Влас чуть не подпрыгнул от удивления:
— Так вот оно что!? Заказчики! А я‑то думал… Выходит, не зря я девчонку пожалел. Но все равно не укладывается у меня в голове, почему она в четыре часа утра пошла с собачкой гулять. Ведь она — соплячка еще, лет пятнадцать–шестнадцать, и что ее понесло ночью по городу?..
— Ее послал Отец наш Небесный.
— Какой Отец? Бог, что ли?
— Бог.
— А зачем Он ее послал‑то?
— Чтобы дать тебе возможность пожалеть человека. Ведь у тебя же выбор был: убить ее или оставить жить. Ты выбрал жизнь.
— Ну, а зачем это?
— Зачем? Лучше ты скажи: где Авель, брат твой?
— Какой еще брат? — снова встрепенулся Влас, как будто его по старой ране резанули. — Не было у меня никакого брата.
— Не было? А ты вспомни: Авель, Авель, брат твой.
После этих слов гостя Власа охватила черная тоска. «Это он намекает на того грузина Авеля, охранника из магазина. А какое ему‑то дело? Тоже мне, судья выискался. Что он меня мучает. Вот прибью его сейчас табуреткой, и все. Мне терять нечего, все равно — вышка…», — с этими мыслями Влас стал незаметно пододвигаться ближе к табурету.
— Для чего ты хочешь убить меня? — грустно спросил гость.
Власа прошиб холодный пот: «Ага, он еще и мысли читает! Прямо колдун какой‑то, экстрасенс… или…». После этого «или» Власу показалось, что у него в голове раздался щелчок и в глазах что‑то сверкнуло, но все‑таки Влас закончил свою мысль: «…или он — святой. То‑то я смотрю, он мне какую‑то икону напоминает. Да и про Бога что‑то говорил».
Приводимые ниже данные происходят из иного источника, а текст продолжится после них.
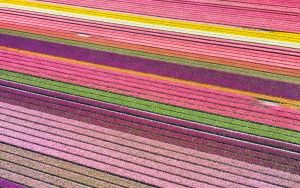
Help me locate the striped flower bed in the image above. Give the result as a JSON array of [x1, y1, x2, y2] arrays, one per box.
[[0, 0, 300, 188]]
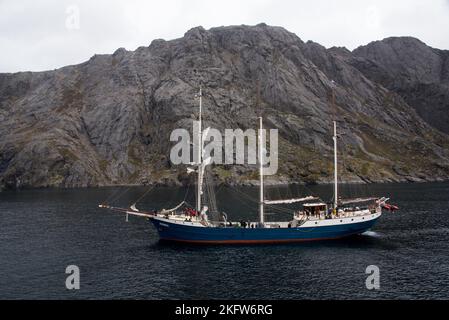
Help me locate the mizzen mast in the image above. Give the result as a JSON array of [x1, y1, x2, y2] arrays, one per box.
[[259, 117, 265, 226]]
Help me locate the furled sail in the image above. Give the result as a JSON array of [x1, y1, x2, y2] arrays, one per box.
[[340, 198, 378, 205], [161, 201, 186, 214], [265, 196, 318, 204]]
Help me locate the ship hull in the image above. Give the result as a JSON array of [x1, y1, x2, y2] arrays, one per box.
[[151, 216, 380, 244]]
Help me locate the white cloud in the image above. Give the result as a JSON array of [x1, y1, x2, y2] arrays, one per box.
[[0, 0, 449, 72]]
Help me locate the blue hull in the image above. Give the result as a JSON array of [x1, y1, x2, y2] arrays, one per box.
[[151, 219, 378, 244]]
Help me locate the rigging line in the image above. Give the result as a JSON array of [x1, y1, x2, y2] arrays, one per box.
[[184, 183, 190, 202], [162, 186, 184, 209], [133, 185, 155, 205], [104, 187, 131, 204]]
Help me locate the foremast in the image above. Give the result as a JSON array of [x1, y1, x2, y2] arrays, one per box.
[[259, 117, 265, 226], [196, 87, 203, 213]]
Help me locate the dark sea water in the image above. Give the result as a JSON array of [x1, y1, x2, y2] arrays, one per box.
[[0, 183, 449, 299]]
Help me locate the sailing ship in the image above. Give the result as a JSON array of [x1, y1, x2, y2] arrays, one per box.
[[99, 89, 397, 244]]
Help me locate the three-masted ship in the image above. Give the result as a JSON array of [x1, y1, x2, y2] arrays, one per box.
[[100, 89, 391, 244]]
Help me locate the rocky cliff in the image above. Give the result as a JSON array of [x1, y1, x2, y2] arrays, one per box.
[[0, 24, 449, 188]]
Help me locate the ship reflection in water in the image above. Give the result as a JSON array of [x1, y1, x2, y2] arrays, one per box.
[[0, 183, 449, 299]]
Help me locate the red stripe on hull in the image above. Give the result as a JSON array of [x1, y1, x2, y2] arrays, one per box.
[[161, 234, 354, 245]]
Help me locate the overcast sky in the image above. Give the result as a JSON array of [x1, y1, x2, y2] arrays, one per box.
[[0, 0, 449, 72]]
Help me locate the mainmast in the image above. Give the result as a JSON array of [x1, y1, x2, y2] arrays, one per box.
[[196, 87, 203, 212], [334, 121, 338, 209], [259, 117, 265, 225]]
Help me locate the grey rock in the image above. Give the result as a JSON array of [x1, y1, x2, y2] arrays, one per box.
[[0, 24, 449, 188]]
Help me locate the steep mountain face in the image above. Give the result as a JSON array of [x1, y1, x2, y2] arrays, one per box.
[[0, 24, 449, 187], [352, 37, 449, 133]]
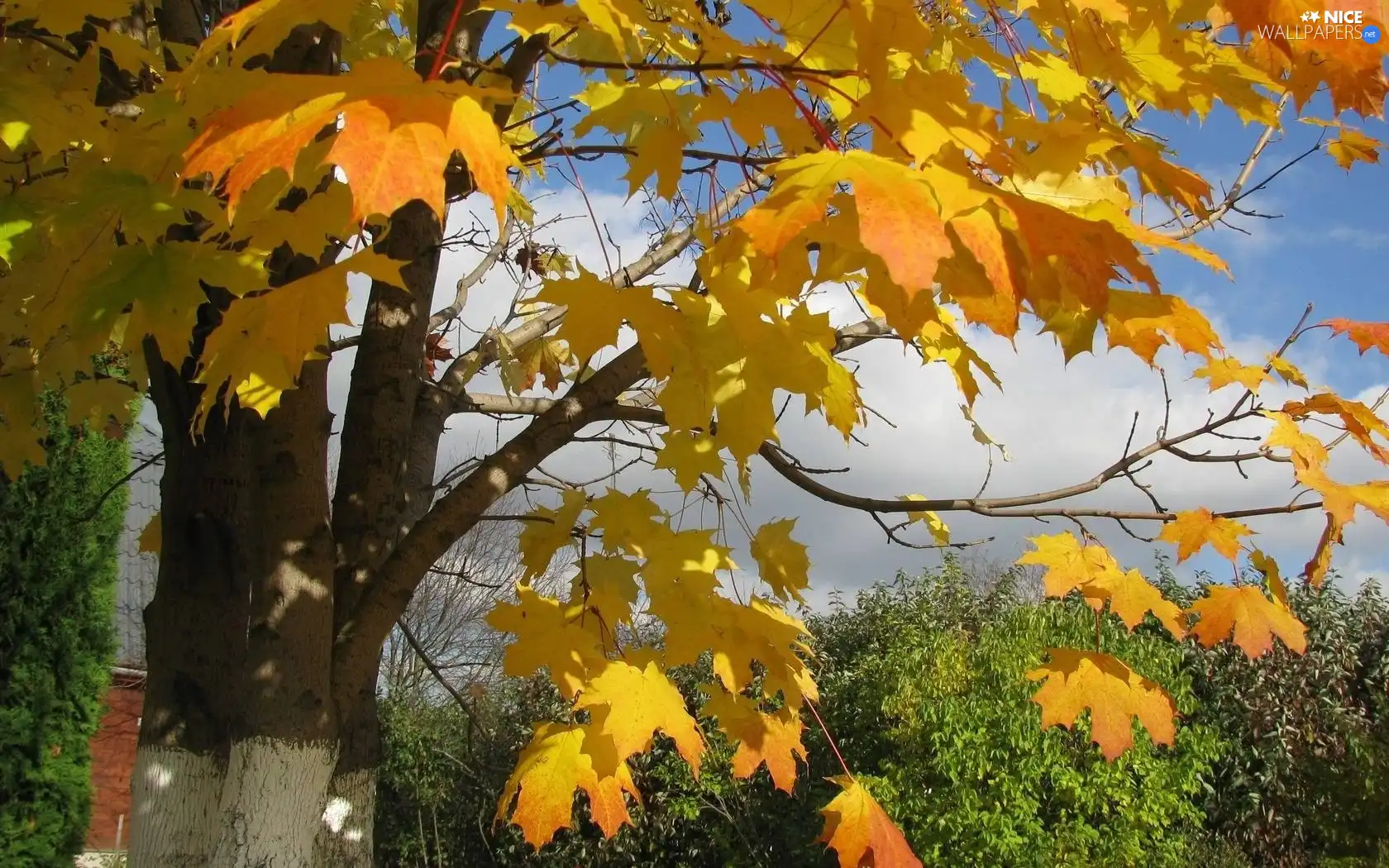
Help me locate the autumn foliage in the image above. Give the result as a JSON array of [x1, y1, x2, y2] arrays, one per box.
[[0, 0, 1389, 868]]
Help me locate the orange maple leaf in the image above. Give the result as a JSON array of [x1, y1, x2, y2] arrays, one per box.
[[1028, 649, 1178, 760], [1187, 584, 1307, 658], [1300, 513, 1346, 585], [703, 686, 805, 793], [1320, 318, 1389, 355], [1157, 508, 1254, 564], [1282, 392, 1389, 464], [815, 775, 921, 868], [425, 332, 453, 376]]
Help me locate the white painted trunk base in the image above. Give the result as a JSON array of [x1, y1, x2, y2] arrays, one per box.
[[208, 737, 337, 868], [128, 744, 223, 868], [314, 770, 376, 868]]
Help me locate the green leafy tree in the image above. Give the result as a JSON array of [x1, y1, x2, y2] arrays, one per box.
[[0, 393, 129, 868], [1158, 561, 1389, 868], [376, 561, 1238, 868], [811, 562, 1224, 868]]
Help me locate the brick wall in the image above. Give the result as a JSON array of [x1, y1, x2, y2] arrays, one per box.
[[86, 675, 145, 850]]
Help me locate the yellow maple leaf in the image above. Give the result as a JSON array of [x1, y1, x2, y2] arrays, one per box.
[[701, 686, 805, 793], [497, 723, 640, 847], [653, 431, 723, 493], [897, 494, 950, 546], [589, 489, 666, 557], [1326, 128, 1383, 172], [819, 775, 921, 868], [1281, 392, 1389, 464], [518, 489, 588, 580], [488, 586, 605, 699], [137, 511, 164, 557], [184, 59, 515, 227], [1017, 533, 1186, 637], [198, 250, 404, 418], [575, 650, 704, 778], [1187, 584, 1307, 658], [1157, 507, 1254, 564], [1191, 358, 1268, 392], [750, 518, 809, 601], [1028, 649, 1178, 761]]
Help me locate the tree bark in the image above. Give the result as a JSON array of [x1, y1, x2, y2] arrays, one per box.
[[131, 341, 255, 868], [313, 657, 380, 868]]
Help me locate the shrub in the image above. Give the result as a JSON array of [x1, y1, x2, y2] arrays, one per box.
[[815, 562, 1222, 868], [1158, 562, 1389, 868], [0, 394, 129, 868]]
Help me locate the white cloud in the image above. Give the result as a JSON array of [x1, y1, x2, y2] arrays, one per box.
[[360, 186, 1389, 613], [122, 183, 1389, 622]]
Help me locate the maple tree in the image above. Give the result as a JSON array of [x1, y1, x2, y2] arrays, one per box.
[[0, 0, 1389, 868]]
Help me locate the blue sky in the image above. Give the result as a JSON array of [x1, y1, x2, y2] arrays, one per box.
[[497, 17, 1389, 588]]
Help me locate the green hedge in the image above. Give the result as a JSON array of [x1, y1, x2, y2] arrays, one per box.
[[376, 564, 1261, 868], [0, 394, 129, 868]]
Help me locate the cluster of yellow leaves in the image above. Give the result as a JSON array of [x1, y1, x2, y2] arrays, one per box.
[[1018, 527, 1307, 760], [0, 0, 1389, 868]]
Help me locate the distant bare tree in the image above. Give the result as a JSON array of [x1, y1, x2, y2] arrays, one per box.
[[956, 547, 1043, 601]]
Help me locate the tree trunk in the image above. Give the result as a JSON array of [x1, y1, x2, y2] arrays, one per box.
[[126, 744, 225, 868], [314, 656, 380, 868], [131, 341, 254, 868], [314, 760, 376, 868], [210, 737, 337, 868]]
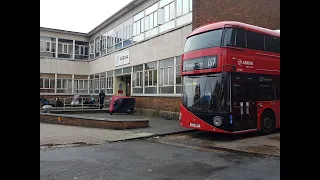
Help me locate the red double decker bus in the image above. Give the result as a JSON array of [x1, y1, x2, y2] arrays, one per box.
[[179, 21, 280, 134]]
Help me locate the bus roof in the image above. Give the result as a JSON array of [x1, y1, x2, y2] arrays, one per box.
[[188, 21, 280, 37]]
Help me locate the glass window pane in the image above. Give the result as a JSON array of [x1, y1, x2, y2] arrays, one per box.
[[159, 69, 163, 86], [182, 0, 189, 14], [58, 43, 62, 53], [79, 80, 84, 89], [159, 86, 174, 94], [40, 78, 43, 88], [40, 41, 46, 52], [169, 67, 174, 85], [246, 31, 264, 51], [169, 3, 175, 20], [176, 66, 181, 84], [164, 6, 170, 22], [57, 79, 62, 88], [163, 68, 169, 85], [153, 11, 158, 27], [149, 71, 153, 86], [144, 71, 149, 86], [44, 79, 49, 88], [144, 62, 157, 70], [50, 79, 54, 88], [153, 70, 158, 86], [83, 80, 88, 89], [137, 21, 141, 35], [140, 18, 144, 33], [133, 64, 143, 72], [149, 13, 153, 29], [176, 0, 182, 17], [159, 58, 174, 67], [133, 23, 137, 36]]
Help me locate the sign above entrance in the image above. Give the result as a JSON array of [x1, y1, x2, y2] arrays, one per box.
[[114, 50, 130, 67]]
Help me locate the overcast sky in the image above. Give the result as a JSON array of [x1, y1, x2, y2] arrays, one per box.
[[40, 0, 132, 33]]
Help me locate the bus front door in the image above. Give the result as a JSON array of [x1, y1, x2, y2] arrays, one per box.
[[232, 74, 257, 131]]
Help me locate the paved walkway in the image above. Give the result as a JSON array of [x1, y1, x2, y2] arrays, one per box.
[[40, 113, 190, 146]]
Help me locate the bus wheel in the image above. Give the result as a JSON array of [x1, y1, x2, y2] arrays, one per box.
[[260, 111, 276, 134]]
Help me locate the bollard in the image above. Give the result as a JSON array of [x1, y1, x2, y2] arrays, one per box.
[[81, 98, 83, 109]]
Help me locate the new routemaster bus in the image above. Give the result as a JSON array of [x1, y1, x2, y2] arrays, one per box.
[[179, 21, 280, 134]]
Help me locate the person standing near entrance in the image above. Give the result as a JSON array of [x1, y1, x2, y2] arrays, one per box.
[[99, 90, 106, 109]]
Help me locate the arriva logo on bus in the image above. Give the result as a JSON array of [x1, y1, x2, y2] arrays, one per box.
[[238, 59, 253, 66]]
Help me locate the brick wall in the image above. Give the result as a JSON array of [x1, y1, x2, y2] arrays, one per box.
[[192, 0, 280, 29], [135, 96, 181, 112]]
— Слушай, братишка, не хотел я твоего Авеля убивать. Не хотел! Я ведь не знал, что он в ту ночь в магазине дежурил. Заказчики ничего об этом не сказали. Просто, говорят, магазин взорвешь, и точка. А про мокрое дело речи не было. Не хотел я его убивать. Ты мне веришь?
— Верю.
— Хорошо, хоть ты веришь, а судьи вот не поверили; повесили мне это дело, как умышленное убийство, а вдобавок пришили десяток заказных убийств, слепили из меня настоящего наемного убийцу. Только я про те дела и знать ничего не знал. Да что уж теперь‑то говорить. Видно, судьба у меня такая — под расстрел идти.
Гость пристально посмотрел на Власа. И то ли Власу показалось, то ли на самом деле вид гостя несколько изменился. Это уже не был тот изможденный человек с печальными глазами, которого привел надзиратель. Гость как‑то весь оживился, казалось от него исходило какое‑то особенное тепло, взгляд излучал радостную надежду.